Q: In the meantime, what does Ubuntu on a phone look like?

It looks slick, it doesn’t look a ton like other phones, and it looks like it’s still a work in progress. Ubuntu offers this official look at Ubuntu for phones:

And tech site The Verge got some hands-on time with the device.

Q: Where’s the “home” button? Where’s the dock of apps I can pull up?

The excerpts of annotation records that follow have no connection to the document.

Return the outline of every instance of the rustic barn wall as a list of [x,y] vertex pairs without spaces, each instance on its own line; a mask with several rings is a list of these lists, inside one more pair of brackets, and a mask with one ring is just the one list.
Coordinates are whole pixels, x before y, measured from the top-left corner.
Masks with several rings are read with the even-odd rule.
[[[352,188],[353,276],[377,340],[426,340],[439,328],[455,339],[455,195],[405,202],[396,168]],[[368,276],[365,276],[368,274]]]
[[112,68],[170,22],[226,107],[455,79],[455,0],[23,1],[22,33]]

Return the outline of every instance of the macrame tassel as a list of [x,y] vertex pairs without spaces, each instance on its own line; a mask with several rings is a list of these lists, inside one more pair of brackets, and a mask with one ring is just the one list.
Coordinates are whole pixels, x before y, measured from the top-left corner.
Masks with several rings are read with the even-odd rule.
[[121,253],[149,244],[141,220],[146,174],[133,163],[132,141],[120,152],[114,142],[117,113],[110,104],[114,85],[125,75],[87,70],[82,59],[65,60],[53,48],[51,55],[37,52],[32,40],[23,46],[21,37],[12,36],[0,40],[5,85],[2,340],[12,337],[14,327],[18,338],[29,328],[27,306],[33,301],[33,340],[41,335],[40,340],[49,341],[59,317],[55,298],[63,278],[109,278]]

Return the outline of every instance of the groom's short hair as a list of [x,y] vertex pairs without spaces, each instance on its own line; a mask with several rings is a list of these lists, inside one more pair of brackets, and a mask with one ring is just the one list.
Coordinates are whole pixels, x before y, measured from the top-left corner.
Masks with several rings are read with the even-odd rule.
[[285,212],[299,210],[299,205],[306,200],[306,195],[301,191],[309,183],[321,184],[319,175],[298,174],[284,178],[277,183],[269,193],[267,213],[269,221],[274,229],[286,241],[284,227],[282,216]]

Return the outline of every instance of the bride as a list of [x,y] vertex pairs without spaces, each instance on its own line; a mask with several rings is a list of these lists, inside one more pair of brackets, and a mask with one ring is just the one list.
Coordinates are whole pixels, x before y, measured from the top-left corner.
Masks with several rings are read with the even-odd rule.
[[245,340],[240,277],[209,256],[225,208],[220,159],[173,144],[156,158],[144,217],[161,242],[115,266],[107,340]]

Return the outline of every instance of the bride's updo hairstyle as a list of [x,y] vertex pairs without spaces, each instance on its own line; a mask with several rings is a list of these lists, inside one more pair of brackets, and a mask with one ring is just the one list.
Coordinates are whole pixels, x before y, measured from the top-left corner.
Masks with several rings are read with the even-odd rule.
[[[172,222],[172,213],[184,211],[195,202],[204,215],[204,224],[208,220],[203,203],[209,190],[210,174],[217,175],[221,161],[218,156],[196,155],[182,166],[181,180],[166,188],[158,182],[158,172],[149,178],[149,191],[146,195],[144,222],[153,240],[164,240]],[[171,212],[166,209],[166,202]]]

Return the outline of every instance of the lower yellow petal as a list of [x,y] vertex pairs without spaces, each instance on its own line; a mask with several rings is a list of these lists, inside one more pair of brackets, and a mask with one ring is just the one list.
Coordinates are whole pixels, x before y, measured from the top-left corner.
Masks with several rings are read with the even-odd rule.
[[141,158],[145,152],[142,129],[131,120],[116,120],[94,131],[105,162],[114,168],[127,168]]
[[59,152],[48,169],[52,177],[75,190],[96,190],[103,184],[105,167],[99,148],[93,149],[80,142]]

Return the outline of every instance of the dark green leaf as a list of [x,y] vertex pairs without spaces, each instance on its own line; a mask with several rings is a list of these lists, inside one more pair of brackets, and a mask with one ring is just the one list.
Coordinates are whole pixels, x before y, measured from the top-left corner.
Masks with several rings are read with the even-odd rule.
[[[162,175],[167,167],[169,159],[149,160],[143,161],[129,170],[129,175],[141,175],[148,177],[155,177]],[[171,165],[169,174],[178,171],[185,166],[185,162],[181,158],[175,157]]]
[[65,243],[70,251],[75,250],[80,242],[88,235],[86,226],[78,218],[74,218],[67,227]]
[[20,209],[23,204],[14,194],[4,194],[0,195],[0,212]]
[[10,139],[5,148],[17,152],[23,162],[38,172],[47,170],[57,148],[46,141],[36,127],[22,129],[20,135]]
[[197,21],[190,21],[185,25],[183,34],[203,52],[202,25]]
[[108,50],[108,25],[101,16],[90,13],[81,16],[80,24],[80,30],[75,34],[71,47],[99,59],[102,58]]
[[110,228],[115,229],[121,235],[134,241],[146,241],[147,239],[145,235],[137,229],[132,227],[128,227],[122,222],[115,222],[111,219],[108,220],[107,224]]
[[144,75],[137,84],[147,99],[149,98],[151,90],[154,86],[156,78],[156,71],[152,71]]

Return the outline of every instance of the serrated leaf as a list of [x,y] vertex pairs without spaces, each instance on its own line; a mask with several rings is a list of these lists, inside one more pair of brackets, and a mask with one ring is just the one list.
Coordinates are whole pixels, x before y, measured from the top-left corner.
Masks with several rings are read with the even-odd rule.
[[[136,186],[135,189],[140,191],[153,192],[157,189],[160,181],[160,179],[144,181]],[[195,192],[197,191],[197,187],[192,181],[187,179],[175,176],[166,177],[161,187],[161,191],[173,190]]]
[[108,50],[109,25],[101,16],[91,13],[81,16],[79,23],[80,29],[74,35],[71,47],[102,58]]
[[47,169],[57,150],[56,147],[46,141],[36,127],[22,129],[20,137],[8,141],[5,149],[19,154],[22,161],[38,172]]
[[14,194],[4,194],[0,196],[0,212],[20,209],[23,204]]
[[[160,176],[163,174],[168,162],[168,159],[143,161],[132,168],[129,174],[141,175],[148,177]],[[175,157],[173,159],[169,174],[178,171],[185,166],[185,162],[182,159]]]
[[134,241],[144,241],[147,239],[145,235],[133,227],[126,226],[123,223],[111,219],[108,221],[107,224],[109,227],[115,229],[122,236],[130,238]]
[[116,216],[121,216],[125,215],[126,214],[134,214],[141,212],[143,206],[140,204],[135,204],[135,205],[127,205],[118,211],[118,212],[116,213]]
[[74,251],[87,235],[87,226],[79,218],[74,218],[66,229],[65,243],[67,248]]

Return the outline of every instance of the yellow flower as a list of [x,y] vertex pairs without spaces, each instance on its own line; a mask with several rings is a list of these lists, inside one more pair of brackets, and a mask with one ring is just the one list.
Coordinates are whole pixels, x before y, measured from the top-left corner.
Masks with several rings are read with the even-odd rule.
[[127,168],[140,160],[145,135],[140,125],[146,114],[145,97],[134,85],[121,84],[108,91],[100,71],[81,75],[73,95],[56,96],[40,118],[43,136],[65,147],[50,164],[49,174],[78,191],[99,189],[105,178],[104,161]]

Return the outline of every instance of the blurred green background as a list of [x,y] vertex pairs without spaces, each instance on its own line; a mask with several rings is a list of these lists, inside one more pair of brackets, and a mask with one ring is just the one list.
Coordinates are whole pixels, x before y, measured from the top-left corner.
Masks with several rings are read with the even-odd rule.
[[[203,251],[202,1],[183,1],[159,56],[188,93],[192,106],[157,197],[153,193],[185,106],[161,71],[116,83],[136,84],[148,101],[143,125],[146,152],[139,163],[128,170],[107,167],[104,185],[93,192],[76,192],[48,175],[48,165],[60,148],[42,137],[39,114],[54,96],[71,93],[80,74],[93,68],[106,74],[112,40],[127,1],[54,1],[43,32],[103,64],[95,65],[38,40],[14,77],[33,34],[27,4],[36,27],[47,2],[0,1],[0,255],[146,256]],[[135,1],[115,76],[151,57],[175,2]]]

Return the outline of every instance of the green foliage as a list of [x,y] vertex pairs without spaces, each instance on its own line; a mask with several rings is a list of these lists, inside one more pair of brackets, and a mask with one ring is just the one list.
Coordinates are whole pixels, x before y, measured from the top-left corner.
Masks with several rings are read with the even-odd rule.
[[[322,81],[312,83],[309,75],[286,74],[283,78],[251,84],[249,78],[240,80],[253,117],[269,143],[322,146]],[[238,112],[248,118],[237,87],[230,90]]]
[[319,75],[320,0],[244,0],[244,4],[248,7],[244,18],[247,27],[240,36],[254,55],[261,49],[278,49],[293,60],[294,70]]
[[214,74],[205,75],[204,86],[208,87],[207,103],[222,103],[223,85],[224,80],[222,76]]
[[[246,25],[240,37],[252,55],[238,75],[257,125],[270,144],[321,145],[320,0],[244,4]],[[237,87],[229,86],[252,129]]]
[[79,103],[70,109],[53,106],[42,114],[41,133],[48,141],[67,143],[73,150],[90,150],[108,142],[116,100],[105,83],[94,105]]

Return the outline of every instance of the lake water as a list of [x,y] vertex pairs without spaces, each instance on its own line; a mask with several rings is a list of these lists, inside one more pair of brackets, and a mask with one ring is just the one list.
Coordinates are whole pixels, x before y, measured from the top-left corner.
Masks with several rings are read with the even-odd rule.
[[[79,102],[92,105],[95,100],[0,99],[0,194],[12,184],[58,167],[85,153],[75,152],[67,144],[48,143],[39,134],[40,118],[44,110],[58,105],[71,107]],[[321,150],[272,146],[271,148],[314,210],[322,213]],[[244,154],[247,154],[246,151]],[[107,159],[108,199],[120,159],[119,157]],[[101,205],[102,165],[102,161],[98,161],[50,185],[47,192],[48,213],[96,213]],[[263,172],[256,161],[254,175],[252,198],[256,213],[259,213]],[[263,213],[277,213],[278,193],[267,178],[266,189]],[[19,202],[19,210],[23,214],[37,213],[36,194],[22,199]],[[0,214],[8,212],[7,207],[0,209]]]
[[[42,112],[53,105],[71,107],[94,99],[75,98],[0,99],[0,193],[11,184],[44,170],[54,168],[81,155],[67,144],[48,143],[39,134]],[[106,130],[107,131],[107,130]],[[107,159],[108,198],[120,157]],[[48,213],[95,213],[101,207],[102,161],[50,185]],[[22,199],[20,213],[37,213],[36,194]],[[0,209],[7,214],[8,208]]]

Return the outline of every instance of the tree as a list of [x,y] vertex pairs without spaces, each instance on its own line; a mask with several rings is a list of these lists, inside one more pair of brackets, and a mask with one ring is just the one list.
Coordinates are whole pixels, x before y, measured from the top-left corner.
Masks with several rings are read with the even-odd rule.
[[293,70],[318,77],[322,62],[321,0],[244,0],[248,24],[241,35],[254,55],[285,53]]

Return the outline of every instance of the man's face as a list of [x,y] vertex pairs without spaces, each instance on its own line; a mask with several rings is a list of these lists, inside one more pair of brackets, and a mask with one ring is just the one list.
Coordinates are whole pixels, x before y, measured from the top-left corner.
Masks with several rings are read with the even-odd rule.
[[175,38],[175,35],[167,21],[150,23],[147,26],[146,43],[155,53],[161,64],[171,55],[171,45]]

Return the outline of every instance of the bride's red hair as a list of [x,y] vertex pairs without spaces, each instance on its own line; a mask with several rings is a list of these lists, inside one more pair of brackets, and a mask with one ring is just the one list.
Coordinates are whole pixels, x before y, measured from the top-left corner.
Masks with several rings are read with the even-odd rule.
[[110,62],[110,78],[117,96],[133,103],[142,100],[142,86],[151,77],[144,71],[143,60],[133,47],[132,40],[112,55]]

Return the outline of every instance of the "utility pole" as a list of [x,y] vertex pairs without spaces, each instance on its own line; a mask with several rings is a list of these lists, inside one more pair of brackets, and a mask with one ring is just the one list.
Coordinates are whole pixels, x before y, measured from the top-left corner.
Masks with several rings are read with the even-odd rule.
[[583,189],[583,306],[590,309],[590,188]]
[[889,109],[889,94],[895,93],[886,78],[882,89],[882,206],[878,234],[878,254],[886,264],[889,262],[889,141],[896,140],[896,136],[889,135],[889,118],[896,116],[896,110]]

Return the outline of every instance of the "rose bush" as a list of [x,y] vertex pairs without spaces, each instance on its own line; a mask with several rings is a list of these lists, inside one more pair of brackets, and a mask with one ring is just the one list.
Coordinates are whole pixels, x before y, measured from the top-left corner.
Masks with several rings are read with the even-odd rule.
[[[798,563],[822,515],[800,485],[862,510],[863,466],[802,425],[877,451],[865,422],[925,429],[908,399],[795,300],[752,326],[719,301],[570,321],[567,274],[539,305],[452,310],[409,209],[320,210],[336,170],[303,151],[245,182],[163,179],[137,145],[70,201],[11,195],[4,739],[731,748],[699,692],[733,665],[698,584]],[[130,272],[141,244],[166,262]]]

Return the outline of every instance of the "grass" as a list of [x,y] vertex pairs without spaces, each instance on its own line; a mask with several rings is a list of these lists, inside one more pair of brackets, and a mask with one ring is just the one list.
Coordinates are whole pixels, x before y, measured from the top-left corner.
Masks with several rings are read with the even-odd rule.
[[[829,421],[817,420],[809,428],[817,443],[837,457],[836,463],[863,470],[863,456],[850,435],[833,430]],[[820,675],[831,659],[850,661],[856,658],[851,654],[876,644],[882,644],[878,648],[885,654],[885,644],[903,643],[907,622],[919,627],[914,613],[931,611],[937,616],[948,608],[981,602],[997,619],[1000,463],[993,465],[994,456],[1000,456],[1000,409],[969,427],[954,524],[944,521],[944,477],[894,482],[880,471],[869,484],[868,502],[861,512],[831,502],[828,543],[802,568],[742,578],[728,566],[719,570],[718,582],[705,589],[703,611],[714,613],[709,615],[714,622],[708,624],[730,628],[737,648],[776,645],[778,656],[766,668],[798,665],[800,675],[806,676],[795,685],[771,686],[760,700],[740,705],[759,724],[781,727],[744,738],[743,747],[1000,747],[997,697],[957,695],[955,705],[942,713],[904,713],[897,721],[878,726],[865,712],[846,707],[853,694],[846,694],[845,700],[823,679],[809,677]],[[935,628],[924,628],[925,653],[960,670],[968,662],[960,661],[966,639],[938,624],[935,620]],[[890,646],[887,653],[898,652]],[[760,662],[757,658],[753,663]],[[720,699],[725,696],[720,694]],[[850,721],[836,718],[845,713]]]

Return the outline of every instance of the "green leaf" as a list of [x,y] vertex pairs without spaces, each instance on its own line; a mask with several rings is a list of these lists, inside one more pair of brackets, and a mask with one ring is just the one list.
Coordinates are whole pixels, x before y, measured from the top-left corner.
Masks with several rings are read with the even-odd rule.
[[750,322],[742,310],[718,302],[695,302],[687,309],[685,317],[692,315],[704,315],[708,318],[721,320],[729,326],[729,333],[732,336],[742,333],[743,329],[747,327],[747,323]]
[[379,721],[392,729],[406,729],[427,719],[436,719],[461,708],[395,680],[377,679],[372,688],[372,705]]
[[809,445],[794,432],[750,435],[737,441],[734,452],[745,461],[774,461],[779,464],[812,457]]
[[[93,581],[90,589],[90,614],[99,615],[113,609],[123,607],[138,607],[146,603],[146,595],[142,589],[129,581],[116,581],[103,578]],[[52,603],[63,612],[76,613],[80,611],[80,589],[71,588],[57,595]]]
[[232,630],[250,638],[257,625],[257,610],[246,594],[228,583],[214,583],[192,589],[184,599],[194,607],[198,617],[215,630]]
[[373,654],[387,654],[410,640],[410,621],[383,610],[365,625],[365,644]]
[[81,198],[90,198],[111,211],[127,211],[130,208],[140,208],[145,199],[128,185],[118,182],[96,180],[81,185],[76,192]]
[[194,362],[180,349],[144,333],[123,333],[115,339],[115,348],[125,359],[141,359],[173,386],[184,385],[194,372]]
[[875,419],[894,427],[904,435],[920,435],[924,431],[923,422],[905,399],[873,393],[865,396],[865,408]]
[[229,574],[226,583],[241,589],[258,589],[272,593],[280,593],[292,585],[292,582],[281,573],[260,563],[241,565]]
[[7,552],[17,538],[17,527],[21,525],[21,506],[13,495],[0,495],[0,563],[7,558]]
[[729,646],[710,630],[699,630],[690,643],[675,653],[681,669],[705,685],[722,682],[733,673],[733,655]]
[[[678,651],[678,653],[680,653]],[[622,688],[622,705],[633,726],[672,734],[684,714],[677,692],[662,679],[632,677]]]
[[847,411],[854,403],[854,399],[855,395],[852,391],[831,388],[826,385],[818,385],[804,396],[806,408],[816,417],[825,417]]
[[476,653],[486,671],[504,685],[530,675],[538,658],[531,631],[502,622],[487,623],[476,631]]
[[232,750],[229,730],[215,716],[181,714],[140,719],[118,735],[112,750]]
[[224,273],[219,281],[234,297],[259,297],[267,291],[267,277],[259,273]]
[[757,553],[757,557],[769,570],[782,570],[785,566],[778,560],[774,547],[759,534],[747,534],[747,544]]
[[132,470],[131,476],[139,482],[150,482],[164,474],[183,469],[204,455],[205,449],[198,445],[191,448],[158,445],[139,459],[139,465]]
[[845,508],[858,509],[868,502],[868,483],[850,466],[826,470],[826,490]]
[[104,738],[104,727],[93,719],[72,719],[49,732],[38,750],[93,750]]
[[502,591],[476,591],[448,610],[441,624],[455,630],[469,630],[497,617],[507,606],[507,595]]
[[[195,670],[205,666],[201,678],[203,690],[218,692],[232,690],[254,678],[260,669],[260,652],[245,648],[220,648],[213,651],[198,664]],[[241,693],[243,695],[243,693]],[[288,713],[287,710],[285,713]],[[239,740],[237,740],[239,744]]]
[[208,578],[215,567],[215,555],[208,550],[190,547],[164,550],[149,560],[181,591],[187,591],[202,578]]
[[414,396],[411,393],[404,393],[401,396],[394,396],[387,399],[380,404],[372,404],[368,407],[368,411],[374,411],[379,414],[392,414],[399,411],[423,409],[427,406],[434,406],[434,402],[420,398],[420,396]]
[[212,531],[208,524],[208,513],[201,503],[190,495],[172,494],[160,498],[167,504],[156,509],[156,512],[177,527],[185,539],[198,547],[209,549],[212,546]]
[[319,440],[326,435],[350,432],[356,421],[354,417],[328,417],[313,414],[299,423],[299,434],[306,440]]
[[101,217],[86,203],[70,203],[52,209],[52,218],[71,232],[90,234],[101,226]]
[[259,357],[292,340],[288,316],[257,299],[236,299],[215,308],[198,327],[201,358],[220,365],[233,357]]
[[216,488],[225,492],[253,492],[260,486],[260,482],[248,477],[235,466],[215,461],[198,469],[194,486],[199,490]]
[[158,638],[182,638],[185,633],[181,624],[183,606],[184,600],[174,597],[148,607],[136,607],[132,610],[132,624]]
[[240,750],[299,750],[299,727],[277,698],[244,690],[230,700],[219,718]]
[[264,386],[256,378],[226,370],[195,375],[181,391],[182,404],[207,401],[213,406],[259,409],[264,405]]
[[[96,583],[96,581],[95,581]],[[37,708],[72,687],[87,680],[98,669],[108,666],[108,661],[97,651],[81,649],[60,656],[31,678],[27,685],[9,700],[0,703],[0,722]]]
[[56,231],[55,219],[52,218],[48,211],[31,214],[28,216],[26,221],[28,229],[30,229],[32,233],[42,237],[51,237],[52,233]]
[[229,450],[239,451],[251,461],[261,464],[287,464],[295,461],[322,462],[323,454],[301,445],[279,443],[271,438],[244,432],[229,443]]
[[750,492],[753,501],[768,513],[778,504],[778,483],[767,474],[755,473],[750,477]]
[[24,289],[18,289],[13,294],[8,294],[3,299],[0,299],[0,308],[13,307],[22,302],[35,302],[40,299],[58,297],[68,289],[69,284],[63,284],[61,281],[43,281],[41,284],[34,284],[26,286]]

A: They are nowhere. Everything on Ubuntu for phones is accessed through gestures. Pull from the top to access settings and a main menu. Pull from the left to bring up your list of most-accessed apps. Pull from the right to switch back to the last app you were using. One likely has to see it and feel it to know if it works. All-gesture interfaces are not everybody’s cup of tea. But give Ubuntu credit for aiming into new territory.

Q: What’s the appeal here? I have a phone, I have a computer, and I can usually work between them pretty well.

A: That’s a fair point, but Ubuntu wants you to imagine Ubuntu on all your systems, synchronized, running the same apps, and available to you any time you want. Ubuntu runs on desktops and laptops, eventually on tablets, and right now on TVs. All the major computer makers split up their mobile, desktop, and entertainment center offerings.

Google has Android phones and tablets, Google TV, and Chrome OS on desktops. Apple has iOS for iPhones and iPads, Mac OS X on full systems, and AppleTV for the living room. Microsoft offers Windows 8 on both desktops and portable devices, but splits them up into “RT” and “Pro” versions, and Windows Phone 8 is a bit apart. [Kevin Tofel at GigaOM argues that Ubuntu’s device parity may be its most powerful selling point, at least for businesses and outfits already running Ubuntu on their systems.

For consumers, it’s a tougher sell. I’ve found synchronicity to be a hard sell to someone just looking to make calls and send emails.

Q: And didn’t Palm try to be the elegant, different alternative? That didn’t work out so well.

A: There’s no accounting for taste, but you’re correct. Getting a foothold across the very long chain of design, manufacture, carrier support, retail availability, marketing awareness, and critical reception is nobody’s idea of simple and straightforward.

Q: Bit of a premature announcement, all told.

A: I’d agree. But Ubuntu and its corporate backer, Canonical, play by different rules than the very large makers of hardware. And it’s fun to have a wild card in the race.